The official code is in UserCode/HiggsAnalysis/HiggsTo2photons/h2gglobe
The tag suggested is baseline_workspace_08Dec2011_nw which should run the standard 4-categories version of the baseline analysis
run the fitter.py python fitter.py -i datafiles.dat -n NUMBER -j JOB (so eg : for i in `seq 0 99`; do SUBMITTER( python fitter.py -i datafiles.dat -n 100 -j $i ) ; done (Note, you may have to set the variable DISPLAY to empty to avoid crashes: export DISPLAY
run combiner.py: python combiner.py with the correct files in filestocombine.dat
Some notes :
The submission script to run on cern batch is : /afs/cern.ch/user/o/obondu/public/forMorgan/submission.sh
The output of python fitter.py -i datafiles.dat -n NUMBER -j JOB is stored on castor /castor/cern.ch/user/o/obondu/Higgs/7TeV/5fb/test/
The output of python combiner.py is /castor/cern.ch/user/o/obondu/Higgs/7TeV/5fb/test/CMS-HGG_4763pb.root
The official datacard can be found here /afs/cern.ch/user/c/chanon/public/forMauro/cms-hgg-datacard.txt
The output of combine cms-hgg-datacard.txt -M Asymptotic -m 120 --generateBinnedWorkaround -S 1 ("-S 1" means that systematic uncertainties are incuded.) gives:
Sanity checks on the model: OK
Computing limit starting from observation
Will compute both limit(s) using minimizer Minuit2 with strategy 0 and tolerance 0.1
Median for expected limits: 1.54476
Sigma for expected limits: 0.788156
Restricting r to positive values.
Make global fit of real data
NLL at global minimum of data: -84995.8 (r = 1.99846e-06)
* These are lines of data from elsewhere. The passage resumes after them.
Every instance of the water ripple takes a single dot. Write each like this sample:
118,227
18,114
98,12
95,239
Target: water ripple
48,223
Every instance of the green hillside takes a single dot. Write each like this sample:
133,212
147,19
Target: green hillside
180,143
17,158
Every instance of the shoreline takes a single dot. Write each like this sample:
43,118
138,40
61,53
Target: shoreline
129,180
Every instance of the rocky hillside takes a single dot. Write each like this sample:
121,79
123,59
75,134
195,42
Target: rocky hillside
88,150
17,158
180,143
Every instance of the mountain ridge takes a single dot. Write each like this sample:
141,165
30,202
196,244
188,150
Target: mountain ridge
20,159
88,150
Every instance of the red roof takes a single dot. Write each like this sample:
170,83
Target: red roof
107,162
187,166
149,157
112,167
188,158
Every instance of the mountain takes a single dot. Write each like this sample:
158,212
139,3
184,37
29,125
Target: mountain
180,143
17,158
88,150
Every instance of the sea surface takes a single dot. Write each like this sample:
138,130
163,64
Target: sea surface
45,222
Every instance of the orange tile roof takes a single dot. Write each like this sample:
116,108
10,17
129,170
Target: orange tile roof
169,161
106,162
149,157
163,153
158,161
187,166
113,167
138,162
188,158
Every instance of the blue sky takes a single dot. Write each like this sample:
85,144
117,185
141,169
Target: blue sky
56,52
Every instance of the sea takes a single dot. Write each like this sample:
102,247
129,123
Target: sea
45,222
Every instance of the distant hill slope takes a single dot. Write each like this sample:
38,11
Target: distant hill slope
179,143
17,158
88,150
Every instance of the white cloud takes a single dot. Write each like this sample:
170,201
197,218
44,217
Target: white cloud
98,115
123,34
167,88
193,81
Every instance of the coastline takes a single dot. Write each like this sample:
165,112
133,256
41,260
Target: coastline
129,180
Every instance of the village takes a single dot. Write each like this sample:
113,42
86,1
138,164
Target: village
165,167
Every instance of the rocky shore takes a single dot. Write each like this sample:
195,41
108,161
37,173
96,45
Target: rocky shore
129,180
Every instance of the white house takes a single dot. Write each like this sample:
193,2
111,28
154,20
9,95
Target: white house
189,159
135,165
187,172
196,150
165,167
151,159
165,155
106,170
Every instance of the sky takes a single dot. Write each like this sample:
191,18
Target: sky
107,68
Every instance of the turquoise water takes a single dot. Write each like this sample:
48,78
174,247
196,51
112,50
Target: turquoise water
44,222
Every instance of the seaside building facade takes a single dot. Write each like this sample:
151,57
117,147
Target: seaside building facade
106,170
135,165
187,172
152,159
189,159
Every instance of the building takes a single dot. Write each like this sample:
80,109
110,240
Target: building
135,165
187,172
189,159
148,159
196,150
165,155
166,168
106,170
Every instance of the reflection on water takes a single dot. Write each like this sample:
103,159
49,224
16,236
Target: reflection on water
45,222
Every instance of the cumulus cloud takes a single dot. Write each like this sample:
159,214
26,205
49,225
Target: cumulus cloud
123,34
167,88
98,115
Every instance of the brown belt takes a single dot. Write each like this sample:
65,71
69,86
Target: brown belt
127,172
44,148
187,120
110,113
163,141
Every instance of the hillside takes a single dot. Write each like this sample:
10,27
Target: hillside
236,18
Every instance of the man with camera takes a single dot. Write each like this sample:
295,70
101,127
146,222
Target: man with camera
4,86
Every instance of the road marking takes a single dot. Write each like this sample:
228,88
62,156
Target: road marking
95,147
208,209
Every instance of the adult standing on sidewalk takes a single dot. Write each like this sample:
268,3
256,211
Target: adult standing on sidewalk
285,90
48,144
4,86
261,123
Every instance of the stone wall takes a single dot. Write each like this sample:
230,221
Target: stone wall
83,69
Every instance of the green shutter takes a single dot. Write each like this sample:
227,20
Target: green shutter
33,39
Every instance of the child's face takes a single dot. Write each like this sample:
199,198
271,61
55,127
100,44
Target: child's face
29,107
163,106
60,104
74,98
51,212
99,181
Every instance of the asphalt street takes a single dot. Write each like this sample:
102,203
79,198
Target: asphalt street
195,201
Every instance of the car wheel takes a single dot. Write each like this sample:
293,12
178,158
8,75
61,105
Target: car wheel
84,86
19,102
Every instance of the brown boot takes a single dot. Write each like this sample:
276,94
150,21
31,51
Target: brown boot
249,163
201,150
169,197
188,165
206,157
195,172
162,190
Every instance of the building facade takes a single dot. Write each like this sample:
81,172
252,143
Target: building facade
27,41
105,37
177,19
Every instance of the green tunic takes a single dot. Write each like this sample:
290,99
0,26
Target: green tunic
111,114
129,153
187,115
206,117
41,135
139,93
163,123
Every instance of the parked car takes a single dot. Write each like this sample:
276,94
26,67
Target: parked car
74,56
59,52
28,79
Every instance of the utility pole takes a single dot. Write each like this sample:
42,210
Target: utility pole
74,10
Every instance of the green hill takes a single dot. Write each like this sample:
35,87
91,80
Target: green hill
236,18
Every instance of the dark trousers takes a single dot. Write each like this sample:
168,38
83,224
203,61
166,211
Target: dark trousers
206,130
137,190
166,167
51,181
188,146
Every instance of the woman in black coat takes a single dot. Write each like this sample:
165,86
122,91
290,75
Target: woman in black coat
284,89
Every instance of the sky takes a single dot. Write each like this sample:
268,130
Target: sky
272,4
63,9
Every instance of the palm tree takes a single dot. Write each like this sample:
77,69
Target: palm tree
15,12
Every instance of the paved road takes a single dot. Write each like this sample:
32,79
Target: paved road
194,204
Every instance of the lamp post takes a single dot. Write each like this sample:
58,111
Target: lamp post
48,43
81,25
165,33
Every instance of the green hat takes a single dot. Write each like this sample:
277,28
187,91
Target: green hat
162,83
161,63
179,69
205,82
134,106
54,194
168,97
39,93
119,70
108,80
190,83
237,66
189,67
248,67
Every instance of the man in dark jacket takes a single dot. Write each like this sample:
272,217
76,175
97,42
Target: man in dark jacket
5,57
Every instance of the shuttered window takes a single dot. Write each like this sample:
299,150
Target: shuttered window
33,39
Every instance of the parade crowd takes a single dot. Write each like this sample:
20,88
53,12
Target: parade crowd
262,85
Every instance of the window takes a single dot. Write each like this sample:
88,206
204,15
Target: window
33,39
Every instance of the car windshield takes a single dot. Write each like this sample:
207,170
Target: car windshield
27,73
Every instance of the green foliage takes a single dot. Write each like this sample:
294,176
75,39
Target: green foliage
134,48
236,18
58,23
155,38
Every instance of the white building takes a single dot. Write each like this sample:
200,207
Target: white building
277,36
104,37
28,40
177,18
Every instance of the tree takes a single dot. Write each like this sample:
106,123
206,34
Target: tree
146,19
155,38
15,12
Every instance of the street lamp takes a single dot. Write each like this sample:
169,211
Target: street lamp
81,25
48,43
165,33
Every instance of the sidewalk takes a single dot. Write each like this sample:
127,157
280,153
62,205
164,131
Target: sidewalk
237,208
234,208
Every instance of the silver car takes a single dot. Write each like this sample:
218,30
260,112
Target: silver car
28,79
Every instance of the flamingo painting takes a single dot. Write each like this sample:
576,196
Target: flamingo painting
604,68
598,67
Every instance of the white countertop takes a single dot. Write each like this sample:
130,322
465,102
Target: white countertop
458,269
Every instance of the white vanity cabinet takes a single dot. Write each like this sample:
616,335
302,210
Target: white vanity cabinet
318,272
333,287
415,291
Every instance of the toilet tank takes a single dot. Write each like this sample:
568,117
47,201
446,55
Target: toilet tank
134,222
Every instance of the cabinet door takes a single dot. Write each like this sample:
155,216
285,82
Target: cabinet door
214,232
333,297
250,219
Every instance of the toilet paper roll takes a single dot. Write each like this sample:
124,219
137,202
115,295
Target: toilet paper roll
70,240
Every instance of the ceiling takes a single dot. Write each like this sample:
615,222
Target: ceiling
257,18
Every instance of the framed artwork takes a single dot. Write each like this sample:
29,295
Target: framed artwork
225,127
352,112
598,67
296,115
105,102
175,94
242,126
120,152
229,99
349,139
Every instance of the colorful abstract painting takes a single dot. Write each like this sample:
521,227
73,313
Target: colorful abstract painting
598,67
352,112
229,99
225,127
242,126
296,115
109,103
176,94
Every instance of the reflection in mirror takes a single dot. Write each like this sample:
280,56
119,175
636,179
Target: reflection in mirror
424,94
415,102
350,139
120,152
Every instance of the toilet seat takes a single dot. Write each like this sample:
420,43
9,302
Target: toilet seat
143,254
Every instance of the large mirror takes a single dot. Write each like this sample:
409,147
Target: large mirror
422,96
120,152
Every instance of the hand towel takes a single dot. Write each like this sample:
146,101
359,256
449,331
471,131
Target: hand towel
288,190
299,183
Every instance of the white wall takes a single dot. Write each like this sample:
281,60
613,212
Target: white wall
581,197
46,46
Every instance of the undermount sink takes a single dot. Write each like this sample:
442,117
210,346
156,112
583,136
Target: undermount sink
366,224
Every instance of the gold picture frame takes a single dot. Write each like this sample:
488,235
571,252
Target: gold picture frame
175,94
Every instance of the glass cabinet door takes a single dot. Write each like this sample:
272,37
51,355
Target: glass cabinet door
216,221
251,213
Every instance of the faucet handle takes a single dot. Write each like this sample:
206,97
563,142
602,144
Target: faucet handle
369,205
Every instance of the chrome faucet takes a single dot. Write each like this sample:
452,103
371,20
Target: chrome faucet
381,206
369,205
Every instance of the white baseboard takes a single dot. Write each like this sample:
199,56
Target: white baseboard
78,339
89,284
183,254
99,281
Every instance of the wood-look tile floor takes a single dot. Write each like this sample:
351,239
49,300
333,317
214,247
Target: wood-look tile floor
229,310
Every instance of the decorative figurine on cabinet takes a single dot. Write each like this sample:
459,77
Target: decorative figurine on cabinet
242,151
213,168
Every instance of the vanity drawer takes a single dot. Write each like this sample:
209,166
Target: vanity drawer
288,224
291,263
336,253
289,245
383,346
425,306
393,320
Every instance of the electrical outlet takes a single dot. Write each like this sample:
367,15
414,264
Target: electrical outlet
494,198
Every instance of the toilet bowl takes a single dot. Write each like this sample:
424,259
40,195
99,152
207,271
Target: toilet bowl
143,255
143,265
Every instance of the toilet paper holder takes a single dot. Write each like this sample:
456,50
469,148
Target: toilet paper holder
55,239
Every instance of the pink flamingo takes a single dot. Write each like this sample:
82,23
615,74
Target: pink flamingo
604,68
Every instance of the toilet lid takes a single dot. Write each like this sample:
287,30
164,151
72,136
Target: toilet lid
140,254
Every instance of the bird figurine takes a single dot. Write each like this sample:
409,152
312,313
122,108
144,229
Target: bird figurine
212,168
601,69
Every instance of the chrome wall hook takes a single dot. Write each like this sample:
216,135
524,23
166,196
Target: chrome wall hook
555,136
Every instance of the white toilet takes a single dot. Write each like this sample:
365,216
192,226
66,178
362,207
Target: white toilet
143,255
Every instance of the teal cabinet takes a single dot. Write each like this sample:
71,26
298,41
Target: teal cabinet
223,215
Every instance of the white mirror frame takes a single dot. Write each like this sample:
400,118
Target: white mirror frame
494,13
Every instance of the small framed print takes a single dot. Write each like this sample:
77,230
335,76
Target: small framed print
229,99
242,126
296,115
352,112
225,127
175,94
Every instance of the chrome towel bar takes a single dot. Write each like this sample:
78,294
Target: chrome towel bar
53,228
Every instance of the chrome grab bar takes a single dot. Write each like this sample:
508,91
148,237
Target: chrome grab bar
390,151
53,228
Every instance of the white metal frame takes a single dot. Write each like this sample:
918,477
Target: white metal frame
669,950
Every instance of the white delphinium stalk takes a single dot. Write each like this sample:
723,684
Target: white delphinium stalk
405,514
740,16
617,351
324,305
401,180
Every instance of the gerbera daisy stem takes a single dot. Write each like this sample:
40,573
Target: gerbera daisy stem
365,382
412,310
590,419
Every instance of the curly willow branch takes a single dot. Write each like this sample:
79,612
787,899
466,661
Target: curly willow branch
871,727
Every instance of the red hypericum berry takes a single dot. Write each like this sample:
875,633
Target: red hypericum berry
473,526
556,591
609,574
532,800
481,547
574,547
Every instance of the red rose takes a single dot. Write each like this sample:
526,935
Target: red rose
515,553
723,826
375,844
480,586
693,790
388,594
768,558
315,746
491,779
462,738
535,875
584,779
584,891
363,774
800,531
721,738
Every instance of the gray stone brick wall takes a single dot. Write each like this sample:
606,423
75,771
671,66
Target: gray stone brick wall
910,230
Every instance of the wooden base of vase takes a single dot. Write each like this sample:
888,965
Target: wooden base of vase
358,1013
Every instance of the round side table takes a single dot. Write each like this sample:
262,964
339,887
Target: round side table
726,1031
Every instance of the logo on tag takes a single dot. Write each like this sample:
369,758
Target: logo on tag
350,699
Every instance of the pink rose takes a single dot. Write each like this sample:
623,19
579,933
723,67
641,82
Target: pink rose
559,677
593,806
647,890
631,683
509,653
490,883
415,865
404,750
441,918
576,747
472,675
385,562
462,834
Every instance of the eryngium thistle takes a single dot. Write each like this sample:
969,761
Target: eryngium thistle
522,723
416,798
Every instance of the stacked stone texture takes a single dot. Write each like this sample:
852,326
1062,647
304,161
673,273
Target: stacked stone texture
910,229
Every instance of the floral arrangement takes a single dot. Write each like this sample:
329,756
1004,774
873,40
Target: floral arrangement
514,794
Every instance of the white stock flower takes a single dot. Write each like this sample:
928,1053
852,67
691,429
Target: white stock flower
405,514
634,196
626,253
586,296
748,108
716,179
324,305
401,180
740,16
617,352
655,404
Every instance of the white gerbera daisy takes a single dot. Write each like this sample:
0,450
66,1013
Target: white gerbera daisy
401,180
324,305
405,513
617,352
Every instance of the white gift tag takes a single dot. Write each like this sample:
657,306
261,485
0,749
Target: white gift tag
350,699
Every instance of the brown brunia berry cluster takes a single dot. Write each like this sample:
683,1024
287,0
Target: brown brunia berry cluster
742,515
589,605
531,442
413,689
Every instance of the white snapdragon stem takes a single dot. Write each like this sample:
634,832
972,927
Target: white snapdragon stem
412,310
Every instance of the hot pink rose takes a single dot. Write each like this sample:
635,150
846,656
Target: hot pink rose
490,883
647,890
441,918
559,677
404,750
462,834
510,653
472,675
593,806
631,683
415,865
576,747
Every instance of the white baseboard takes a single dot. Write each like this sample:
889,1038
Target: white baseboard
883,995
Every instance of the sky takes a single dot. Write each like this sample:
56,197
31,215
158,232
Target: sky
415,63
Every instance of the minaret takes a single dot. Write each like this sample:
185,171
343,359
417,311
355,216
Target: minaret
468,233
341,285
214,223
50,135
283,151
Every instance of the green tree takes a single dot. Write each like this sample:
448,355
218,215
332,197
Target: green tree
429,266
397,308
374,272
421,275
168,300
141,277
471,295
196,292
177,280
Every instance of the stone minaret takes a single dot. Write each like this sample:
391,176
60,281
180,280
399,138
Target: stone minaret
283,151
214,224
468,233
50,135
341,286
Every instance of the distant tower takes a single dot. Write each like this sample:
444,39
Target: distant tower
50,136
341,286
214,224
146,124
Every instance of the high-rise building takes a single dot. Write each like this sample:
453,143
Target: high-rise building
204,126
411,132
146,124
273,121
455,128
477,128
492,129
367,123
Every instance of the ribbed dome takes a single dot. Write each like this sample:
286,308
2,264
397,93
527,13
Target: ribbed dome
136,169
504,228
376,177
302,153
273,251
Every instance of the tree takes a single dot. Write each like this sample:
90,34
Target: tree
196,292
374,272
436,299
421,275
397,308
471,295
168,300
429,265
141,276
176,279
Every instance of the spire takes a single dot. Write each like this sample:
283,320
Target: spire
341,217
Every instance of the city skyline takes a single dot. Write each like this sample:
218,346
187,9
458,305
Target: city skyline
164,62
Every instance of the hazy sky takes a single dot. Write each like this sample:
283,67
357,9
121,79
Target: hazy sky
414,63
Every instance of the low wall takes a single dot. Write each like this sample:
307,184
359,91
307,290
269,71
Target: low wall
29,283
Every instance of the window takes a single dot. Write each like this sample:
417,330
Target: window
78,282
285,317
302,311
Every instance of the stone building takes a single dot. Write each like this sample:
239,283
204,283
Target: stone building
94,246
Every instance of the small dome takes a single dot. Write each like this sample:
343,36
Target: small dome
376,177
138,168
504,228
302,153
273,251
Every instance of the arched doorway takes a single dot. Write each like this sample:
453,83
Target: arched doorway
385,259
Make global fit of asimov data
NLL at global minimum of asimov: -84994.9 (r = 3.56712e-05)
At r = 2.235139: q_mu = 6.79976 q_A = 7.43612 CLsb = 0.00456 CLb = 0.54748 CLs = 0.00833
At r = 1.117571: q_mu = 2.29889 q_A = 2.10419 CLsb = 0.06455 CLb = 0.47325 CLs = 0.13639
At r = 1.676355: q_mu = 4.41133 q_A = 4.46089 CLsb = 0.01785 CLb = 0.50469 CLs = 0.03537
At r = 1.396963: q_mu = 3.30703 q_A = 3.19116 CLsb = 0.03447 CLb = 0.48706 CLs = 0.07077
At r = 1.536659: q_mu = 3.84982 q_A = 3.80513 CLsb = 0.02487 CLb = 0.49543 CLs = 0.05021
At r = 1.606507: q_mu = 4.12774 q_A = 4.12767 CLsb = 0.02109 CLb = 0.49999 CLs = 0.04219
At r = 1.571583: q_mu = 3.98801 q_A = 3.96488 CLsb = 0.02291 CLb = 0.49768 CLs = 0.04604
At r = 1.554121: q_mu = 3.91849 q_A = 3.88447 CLsb = 0.02388 CLb = 0.49656 CLs = 0.04809
At r = 1.545390: q_mu = 3.88387 q_A = 3.84455 CLsb = 0.02437 CLb = 0.49600 CLs = 0.04914
At r = 1.541025: q_mu = 3.86652 q_A = 3.82456 CLsb = 0.02463 CLb = 0.49572 CLs = 0.04968
-- Asymptotic --
Observed Limit: r < 1.5410
Expected 2.5%: r < 0.8381
Expected 16.0%: r < 1.1148
Expected 50.0%: r < 1.5448
Expected 84.0%: r < 2.1457
Expected 97.5%: r < 2.8508
Done in 0.62 min (cpu), 0.62 min (real)
Limit results from J. Tao
Steps: 1) prepared the RooWorkspace for mass point Mass between 110 to 150 with CMS-HGG_4763pb.root -- " root -b -q InterpolateMass.C\(${Mass}\)" with Normalization.C for SM Higgs; 2) "combine cms-hgg-datacard.txt -M Asymptotic -m ${Mass} --generateBinnedWorkaround -S 1", "-t Ntoys" can works; 3) "python limit-plotter-complete.py Asymptotic sm -r -s" to get the results; option -r mean the ratio and -s means smoothing, you can choose none(abs limit)/one(ratio or smoothing)/both (ratio and smoothing) of these 2 options.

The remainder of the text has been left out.